De par leurs imperfections, les polars qui jalonnent ensuite le chemin de l’acteur lui donnent quelque part une forme d’authenticité. Non pas de quoi faire vaciller la légende Kirk Douglas mais plutôt de quoi l’épaissir. On trouve ainsi parmi eux "Ville sans pitié" (1961), drame policier de Gottfried Reinhardt, "Le Dernier de la liste" (1963), cluedo sans âme signé John Huston, ou encore "Un détective à la dynamite" (1968), proto buddy-movie avec Eli Wallach et la jolie Sylva Koscina, le tout réalisé par David Lowell Rich. À noter en 1968 un Kirk Douglas en mafieux impassible et impeccable dans "Les Frères Siciliens" de Martin Ritt. On n’atteint pas la maestria du "Parrain" (Coppola, 1972) mais cette tentative de revival du film de gangsters mérite le détour.

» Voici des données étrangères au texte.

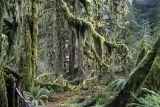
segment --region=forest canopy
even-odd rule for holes
[[[0,0],[0,107],[160,107],[159,0]]]

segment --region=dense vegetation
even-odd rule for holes
[[[159,0],[0,0],[0,107],[160,107]]]

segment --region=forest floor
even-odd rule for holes
[[[105,91],[105,88],[95,87],[88,90],[76,88],[72,91],[54,92],[49,97],[46,106],[36,107],[80,107],[78,103],[81,103],[86,99],[92,99],[95,92],[103,93]]]

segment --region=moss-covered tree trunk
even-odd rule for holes
[[[4,1],[1,0],[0,1],[0,39],[2,38],[3,10],[4,10]],[[2,42],[0,41],[0,55],[2,55],[1,45],[2,45]],[[0,65],[2,65],[2,62],[0,63]],[[4,74],[1,66],[0,66],[0,107],[8,107],[6,85],[5,85]]]
[[[7,91],[3,70],[0,67],[0,107],[8,107]]]
[[[38,36],[38,1],[26,1],[25,16],[23,23],[24,51],[21,58],[21,72],[23,74],[22,87],[30,91],[33,86],[34,72],[36,71],[37,59],[37,36]]]
[[[31,39],[32,39],[32,71],[36,71],[37,61],[37,37],[38,37],[38,0],[32,0],[32,27],[31,27]]]
[[[157,38],[151,51],[141,60],[137,67],[131,72],[129,79],[115,99],[105,105],[105,107],[125,107],[126,103],[130,99],[130,92],[137,92],[142,85],[149,70],[153,64],[153,61],[157,54],[157,49],[160,47],[160,36]]]
[[[151,66],[149,74],[143,82],[142,88],[147,88],[155,92],[160,90],[160,47],[157,50],[157,55]]]

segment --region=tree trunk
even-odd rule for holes
[[[152,63],[156,57],[157,49],[160,46],[160,36],[157,38],[152,50],[142,59],[142,61],[137,65],[137,67],[132,71],[130,77],[119,94],[115,99],[105,105],[105,107],[125,107],[128,99],[130,98],[130,92],[136,92],[152,66]]]
[[[2,38],[3,8],[4,8],[4,1],[1,0],[0,1],[0,39]],[[2,54],[1,45],[2,45],[2,42],[0,41],[0,56]],[[1,66],[0,66],[0,107],[8,107],[6,86],[4,81],[3,69],[1,68]]]
[[[8,107],[7,91],[2,68],[0,68],[0,107]]]

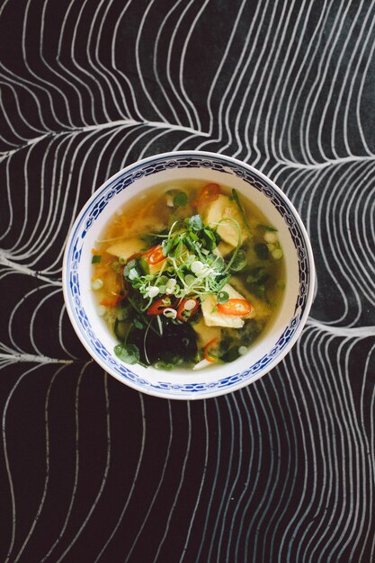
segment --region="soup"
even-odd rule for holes
[[[162,370],[246,353],[285,287],[277,230],[236,190],[197,180],[155,186],[118,210],[92,263],[116,355]]]

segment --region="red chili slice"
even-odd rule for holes
[[[227,303],[218,303],[218,311],[223,315],[237,315],[245,317],[253,310],[253,305],[246,299],[232,299]]]
[[[189,309],[189,311],[187,311],[185,309],[185,303],[187,301],[195,301],[195,305],[192,308]],[[192,317],[193,317],[195,315],[195,313],[198,311],[199,308],[200,308],[200,302],[198,301],[198,299],[194,299],[193,298],[191,297],[185,297],[180,303],[180,305],[177,308],[177,318],[178,320],[182,320],[182,321],[186,321],[189,320],[189,318],[192,318]],[[190,313],[189,315],[186,315],[186,313]]]

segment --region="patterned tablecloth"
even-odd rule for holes
[[[5,0],[0,560],[375,561],[375,4]],[[251,387],[137,393],[61,290],[91,193],[142,157],[254,165],[311,237],[298,344]]]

Après une histoire de braquage assez maîtrisée et réalisée par Michele Lupo en 1972 dans "Un homme à respecter", les décennies 70-80 sont l’occasion pour Douglas de rejouer les flics intraitables à la Eastwood. Chez Jeff Kanew l’acteur devient alors le policier Carl « Buster » Marzack dans "Un flic aux trousses" (1983), avant de s’immiscer dans la comédie en braqueur sénescent aux côtés de Burt Lancaster dans "Coup double" (1986). Suivra une apparition drolatique dans la farce criminelle "L’embrouille est dans le sac" (John Landis, 1991) avec Sylvester Stallone en tête d’affiche. Sans devenir le symbole iconique du polar, Douglas aura néanmoins circonscrit le genre à travers tout ce qu’il compte de tonalités. Une performance impétueuse à l’image de l’acteur.